Home Fifty Plus: Hockey playoffs and evil super powers

Fifty Plus: Hockey playoffs and evil super powers


hockeyWe’re fans of professional ice hockey at my house and it’s playoff season.  Well, my husband and daughter are the fans with me giving just a mild rat’s ass.  I used to be a fan years ago and then started leaning left of center and question why professional athletes make so much money.  What do they do to contribute to society besides entertainment?  I suppose, as always, it’s that distraction from real issues.  I digress.  I do enjoy the entertainment of my husband and daughter spewing the vilest words in the English language during game times.  I also discovered I have evil super powers in my husband’s man cave to cause his team to lose.

As my cousin suggested, not in any historical (read important issue) context, “We are a house divided.”  My husband is a Philadelphia Flyers fan and my daughter a Pittsburgh Penguins fan.  Those two went to Philadelphia recently just to see their teams have at it.  I just wanted some good Philadelphia food which they were kind enough to bring back.

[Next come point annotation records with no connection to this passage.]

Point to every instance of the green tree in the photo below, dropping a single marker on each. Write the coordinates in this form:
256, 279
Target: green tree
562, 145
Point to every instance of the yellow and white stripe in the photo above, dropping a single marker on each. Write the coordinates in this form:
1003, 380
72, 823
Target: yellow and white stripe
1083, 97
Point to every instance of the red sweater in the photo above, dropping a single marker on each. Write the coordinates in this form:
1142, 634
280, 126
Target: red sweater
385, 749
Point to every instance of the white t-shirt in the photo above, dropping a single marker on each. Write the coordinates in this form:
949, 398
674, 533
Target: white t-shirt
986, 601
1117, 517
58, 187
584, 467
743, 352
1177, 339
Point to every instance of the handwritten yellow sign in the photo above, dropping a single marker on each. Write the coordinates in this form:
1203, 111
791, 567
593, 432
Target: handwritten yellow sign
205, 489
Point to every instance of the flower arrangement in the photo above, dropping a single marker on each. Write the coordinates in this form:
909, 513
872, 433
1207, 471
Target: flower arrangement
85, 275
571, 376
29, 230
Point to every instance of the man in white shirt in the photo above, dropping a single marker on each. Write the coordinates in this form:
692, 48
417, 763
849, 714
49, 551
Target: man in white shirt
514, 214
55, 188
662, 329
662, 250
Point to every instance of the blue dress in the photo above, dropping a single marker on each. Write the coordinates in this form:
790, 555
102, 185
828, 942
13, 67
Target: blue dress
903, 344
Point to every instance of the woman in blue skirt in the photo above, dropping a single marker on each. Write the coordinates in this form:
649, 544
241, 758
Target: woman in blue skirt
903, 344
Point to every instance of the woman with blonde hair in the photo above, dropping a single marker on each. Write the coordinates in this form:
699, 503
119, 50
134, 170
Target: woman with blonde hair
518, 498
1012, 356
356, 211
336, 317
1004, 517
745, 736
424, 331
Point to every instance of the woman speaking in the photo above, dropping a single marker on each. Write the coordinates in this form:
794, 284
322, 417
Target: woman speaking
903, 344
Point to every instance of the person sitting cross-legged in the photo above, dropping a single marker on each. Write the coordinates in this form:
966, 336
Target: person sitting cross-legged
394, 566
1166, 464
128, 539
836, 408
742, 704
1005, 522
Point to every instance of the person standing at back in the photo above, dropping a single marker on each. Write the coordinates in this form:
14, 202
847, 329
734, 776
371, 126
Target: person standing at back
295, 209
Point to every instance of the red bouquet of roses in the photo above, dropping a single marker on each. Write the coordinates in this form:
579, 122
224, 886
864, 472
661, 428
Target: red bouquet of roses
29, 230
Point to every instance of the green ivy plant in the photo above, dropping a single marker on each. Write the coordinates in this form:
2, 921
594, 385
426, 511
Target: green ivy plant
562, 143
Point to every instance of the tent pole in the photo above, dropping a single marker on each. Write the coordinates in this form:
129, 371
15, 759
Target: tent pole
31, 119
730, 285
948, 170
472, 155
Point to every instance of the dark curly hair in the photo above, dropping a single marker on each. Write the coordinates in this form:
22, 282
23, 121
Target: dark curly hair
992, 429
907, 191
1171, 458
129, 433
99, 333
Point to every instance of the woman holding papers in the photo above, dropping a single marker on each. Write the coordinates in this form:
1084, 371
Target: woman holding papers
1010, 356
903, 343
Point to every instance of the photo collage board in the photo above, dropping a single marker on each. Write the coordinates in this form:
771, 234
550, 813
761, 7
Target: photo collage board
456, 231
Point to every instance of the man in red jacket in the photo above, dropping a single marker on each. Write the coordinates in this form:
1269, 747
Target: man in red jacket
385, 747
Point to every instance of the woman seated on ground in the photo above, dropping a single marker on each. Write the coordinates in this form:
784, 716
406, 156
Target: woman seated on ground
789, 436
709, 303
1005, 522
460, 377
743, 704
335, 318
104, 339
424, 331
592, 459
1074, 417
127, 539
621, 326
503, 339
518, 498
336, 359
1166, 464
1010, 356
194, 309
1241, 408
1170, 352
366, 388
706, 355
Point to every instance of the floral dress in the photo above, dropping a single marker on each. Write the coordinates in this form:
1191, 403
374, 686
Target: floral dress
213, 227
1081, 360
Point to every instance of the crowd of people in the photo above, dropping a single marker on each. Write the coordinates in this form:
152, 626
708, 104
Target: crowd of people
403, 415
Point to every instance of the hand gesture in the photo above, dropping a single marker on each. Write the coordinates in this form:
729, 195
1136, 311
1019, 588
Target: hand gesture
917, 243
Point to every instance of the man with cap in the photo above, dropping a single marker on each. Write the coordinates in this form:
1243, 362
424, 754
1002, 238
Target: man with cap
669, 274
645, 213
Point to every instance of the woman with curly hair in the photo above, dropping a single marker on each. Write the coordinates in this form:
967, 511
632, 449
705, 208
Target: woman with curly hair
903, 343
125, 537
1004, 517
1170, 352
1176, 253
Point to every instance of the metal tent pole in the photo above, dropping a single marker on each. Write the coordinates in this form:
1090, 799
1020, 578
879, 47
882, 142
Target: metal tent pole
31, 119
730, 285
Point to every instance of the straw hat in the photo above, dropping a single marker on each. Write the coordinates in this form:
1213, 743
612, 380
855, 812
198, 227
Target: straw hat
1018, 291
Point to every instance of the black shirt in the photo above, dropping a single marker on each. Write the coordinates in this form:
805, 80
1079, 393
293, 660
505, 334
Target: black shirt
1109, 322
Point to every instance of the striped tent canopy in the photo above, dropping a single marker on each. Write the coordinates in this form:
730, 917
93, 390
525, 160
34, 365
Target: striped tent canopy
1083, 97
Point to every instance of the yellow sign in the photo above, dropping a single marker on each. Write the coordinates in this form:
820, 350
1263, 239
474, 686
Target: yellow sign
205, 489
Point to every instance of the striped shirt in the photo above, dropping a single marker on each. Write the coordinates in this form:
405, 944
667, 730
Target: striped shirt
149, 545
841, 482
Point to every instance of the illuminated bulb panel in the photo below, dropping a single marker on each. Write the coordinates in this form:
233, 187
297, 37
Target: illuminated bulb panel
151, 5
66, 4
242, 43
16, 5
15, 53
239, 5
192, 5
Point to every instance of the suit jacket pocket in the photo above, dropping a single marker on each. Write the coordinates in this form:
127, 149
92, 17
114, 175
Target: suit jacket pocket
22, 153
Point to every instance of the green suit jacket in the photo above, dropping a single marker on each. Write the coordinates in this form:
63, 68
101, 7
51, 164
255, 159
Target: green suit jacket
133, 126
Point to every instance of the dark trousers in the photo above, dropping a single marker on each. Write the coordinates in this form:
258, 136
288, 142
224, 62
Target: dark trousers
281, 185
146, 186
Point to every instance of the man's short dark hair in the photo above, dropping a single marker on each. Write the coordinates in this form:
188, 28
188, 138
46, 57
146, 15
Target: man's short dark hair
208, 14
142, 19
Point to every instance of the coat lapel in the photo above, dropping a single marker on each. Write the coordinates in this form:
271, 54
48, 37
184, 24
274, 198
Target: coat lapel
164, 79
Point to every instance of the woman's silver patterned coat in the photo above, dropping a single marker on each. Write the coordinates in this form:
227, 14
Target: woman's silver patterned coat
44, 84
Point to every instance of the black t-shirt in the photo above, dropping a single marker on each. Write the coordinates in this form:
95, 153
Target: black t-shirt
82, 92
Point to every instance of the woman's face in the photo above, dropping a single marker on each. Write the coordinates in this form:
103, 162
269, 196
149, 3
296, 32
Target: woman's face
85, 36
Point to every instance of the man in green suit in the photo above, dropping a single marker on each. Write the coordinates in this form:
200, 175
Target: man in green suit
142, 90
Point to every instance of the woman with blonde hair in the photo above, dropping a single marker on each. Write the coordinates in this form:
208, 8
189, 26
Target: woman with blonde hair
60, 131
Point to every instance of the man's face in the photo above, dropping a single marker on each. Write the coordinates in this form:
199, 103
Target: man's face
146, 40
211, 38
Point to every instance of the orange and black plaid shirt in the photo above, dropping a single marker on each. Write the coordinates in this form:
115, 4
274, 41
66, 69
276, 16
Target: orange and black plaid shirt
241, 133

My evil super powers emerged on Thursday.  I walked by my husband’s man cave and asked how the Flyers were doing.  He said no score yet.  I childishly chanted, “They’re gonna lose.”  Within three seconds, the Washington Capitals scored.  My husband stood up in disbelief and yelled, “Get out!  You’re evil!”  I had to laugh and unfortunately it came out like a witch’s cackle.  The Flyers lost and my husband announced I was banned from entering the man cave during hockey.  I was only allowed to stand at the threshold.  My daughter of course, enjoyed the exchange since the Penguins won the night before.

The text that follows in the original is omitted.